A través del amplio ventanal del bar
podía distinguir la extensa explanada que rodeaba la cuidad universitaria. Ésta
siempre estaba recargada de gente, y entre ellos podían observarse diversos
grupos de artesanos que ofrecían sus productos, a veces en stands, y otras,
simplemente en lonas tendidas sobre el suelo.
A Alejandra el arte, especialmente la
pintura, siempre le había atraído. Cuando ella pasaba por allí rumbo a la
Universidad, solía mirar de reojo estas muestras de arte callejero. Pero nunca
se detenía: ella era una Palacios Carrera.

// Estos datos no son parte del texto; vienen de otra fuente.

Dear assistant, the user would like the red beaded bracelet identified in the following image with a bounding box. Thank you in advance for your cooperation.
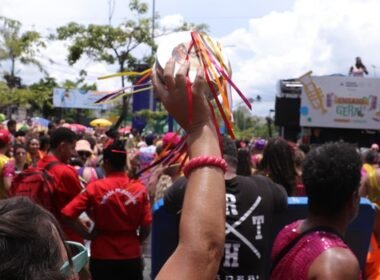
[183,156,227,177]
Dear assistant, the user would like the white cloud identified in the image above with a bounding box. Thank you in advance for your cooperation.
[160,15,185,30]
[0,0,380,116]
[220,0,380,116]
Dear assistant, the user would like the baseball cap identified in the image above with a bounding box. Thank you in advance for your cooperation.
[254,139,266,151]
[75,140,92,154]
[0,129,11,144]
[162,132,181,147]
[371,143,379,151]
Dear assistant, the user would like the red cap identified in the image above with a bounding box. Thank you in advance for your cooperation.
[162,132,181,146]
[0,129,11,144]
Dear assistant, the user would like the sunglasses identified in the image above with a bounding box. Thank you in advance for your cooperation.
[60,241,88,276]
[78,151,91,157]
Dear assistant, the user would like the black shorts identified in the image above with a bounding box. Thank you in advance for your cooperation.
[90,258,143,280]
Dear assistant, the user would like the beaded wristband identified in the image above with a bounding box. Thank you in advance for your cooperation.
[183,156,227,177]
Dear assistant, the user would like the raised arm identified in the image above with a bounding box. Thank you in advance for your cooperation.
[153,60,225,280]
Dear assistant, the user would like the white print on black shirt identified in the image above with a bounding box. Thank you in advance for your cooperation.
[223,243,240,267]
[216,275,260,280]
[226,193,239,216]
[223,194,264,266]
[100,188,144,205]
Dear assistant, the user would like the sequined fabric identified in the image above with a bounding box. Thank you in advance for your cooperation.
[271,220,348,280]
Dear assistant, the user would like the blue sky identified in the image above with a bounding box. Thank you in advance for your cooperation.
[0,0,380,116]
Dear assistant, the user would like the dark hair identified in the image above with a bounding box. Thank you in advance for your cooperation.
[236,148,252,176]
[302,142,362,216]
[364,150,378,164]
[83,135,96,150]
[7,120,17,128]
[26,137,40,149]
[39,135,50,151]
[103,140,127,171]
[259,138,296,196]
[145,134,156,146]
[50,127,77,149]
[222,135,238,167]
[298,144,310,155]
[14,129,26,137]
[0,197,70,280]
[13,144,26,152]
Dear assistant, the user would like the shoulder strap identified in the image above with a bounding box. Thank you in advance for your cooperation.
[271,226,343,273]
[44,161,60,170]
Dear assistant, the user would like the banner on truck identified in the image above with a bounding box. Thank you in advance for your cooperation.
[53,88,109,110]
[299,73,380,130]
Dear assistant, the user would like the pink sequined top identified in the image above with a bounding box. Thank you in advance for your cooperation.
[271,220,354,280]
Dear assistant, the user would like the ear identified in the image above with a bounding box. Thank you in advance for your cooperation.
[57,141,65,153]
[349,190,360,217]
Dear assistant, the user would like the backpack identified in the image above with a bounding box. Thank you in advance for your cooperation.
[9,161,59,214]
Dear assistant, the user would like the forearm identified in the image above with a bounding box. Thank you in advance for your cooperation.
[157,124,225,279]
[63,217,92,240]
[139,226,150,243]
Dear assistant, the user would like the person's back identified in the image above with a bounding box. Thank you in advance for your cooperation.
[0,128,11,199]
[218,176,287,279]
[271,143,361,280]
[37,127,83,242]
[61,141,151,279]
[271,221,349,280]
[164,173,287,280]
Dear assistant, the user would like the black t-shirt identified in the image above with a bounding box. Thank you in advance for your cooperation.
[164,176,287,280]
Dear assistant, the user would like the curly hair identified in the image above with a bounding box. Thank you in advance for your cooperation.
[103,140,127,171]
[0,197,70,280]
[302,142,362,216]
[259,138,296,196]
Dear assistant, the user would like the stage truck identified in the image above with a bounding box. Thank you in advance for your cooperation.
[275,72,380,147]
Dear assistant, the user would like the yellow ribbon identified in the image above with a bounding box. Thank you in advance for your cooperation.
[98,68,152,80]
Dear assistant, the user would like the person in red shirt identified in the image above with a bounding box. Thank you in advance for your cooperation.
[37,127,83,243]
[61,140,152,280]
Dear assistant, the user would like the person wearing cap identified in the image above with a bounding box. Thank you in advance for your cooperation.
[359,149,380,279]
[0,129,12,199]
[137,133,156,186]
[251,138,266,170]
[164,136,287,280]
[75,139,104,185]
[371,143,379,152]
[61,140,152,280]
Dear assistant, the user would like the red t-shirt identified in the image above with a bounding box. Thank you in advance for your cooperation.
[62,172,152,260]
[37,154,83,243]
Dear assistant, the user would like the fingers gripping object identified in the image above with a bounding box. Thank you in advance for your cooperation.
[183,156,227,177]
[154,32,251,138]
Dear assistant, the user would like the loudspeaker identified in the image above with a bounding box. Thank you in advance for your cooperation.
[274,97,301,126]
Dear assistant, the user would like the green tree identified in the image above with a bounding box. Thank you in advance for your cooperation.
[51,0,207,127]
[54,0,155,126]
[136,109,168,134]
[0,17,46,85]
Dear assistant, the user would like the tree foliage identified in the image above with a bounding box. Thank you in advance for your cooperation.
[0,17,46,81]
[52,0,154,71]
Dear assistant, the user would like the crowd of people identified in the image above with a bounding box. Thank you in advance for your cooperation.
[0,55,380,280]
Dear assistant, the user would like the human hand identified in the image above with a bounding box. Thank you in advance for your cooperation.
[152,58,211,133]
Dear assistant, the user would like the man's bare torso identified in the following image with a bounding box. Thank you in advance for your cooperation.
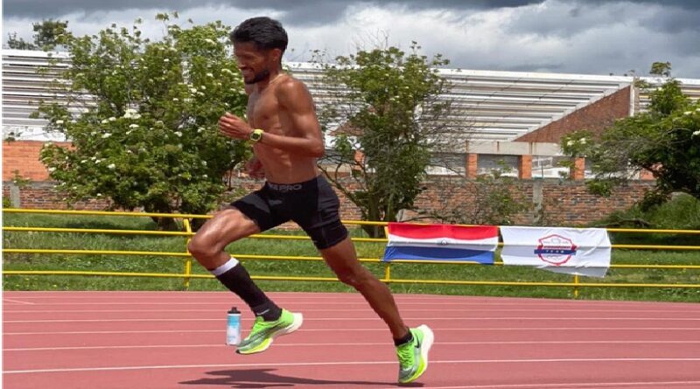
[247,73,319,184]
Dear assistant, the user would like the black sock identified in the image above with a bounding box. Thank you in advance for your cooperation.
[394,330,413,346]
[216,263,282,321]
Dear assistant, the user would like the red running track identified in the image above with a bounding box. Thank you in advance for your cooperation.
[3,292,700,389]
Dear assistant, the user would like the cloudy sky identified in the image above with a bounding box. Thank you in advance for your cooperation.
[3,0,700,79]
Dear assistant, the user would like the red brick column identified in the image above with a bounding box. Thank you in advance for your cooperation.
[569,158,586,181]
[466,153,479,178]
[518,155,532,180]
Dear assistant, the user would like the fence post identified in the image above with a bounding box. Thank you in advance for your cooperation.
[182,219,192,290]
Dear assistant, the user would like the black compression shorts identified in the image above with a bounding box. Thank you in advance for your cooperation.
[231,176,348,250]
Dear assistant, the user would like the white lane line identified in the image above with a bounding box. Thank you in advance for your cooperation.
[3,303,700,314]
[3,340,700,352]
[3,327,700,336]
[3,316,700,324]
[378,381,700,389]
[3,358,700,374]
[6,292,697,309]
[2,298,36,305]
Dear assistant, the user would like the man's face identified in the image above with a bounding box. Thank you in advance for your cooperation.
[233,42,276,84]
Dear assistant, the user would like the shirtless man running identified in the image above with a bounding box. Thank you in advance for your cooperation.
[188,17,434,383]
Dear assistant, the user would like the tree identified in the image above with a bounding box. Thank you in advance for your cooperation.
[318,42,449,236]
[39,14,249,228]
[562,62,700,206]
[7,19,69,50]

¿Por qué una “Palacios Carrera” no podía
detenerse a mirar a su antojo lo que quisiera? Ni la propia Alejandra hubiera
podido responder. Simplemente era una conducta imbécil, imbécil y dominante.
Robándole al aire un suspiro, pagó y se
encaminó hacia la Facultad de Bellas Artes.
Mientras se abría camino por el estrecho
senderito que delimitaban dos filas de puestos callejeros, iba cavilando su
mala suerte.
En eso el inconsciente se esfumó por un
minuto de su control autoritario, y eso bastó para que fije su atención en un
retrato de mujer hábilmente delineado a lápiz. Era un rostro hermoso, de mirada
casi mística, con los cabellos denunciando una fuerte brisa de frente, de
gestos relajados y juguetones. Lo que le llamó la atención no fue tanto el arte
puesto en el retrato cuanto el rostro en sí mismo. Se parecía a alguien, a
alguien familiar, alguien sepultado en las telarañas de sus recuerdos
olvidados. A punto de culminar con su minuto de autoexpresión, alguien la sacó
de su ensimismamiento.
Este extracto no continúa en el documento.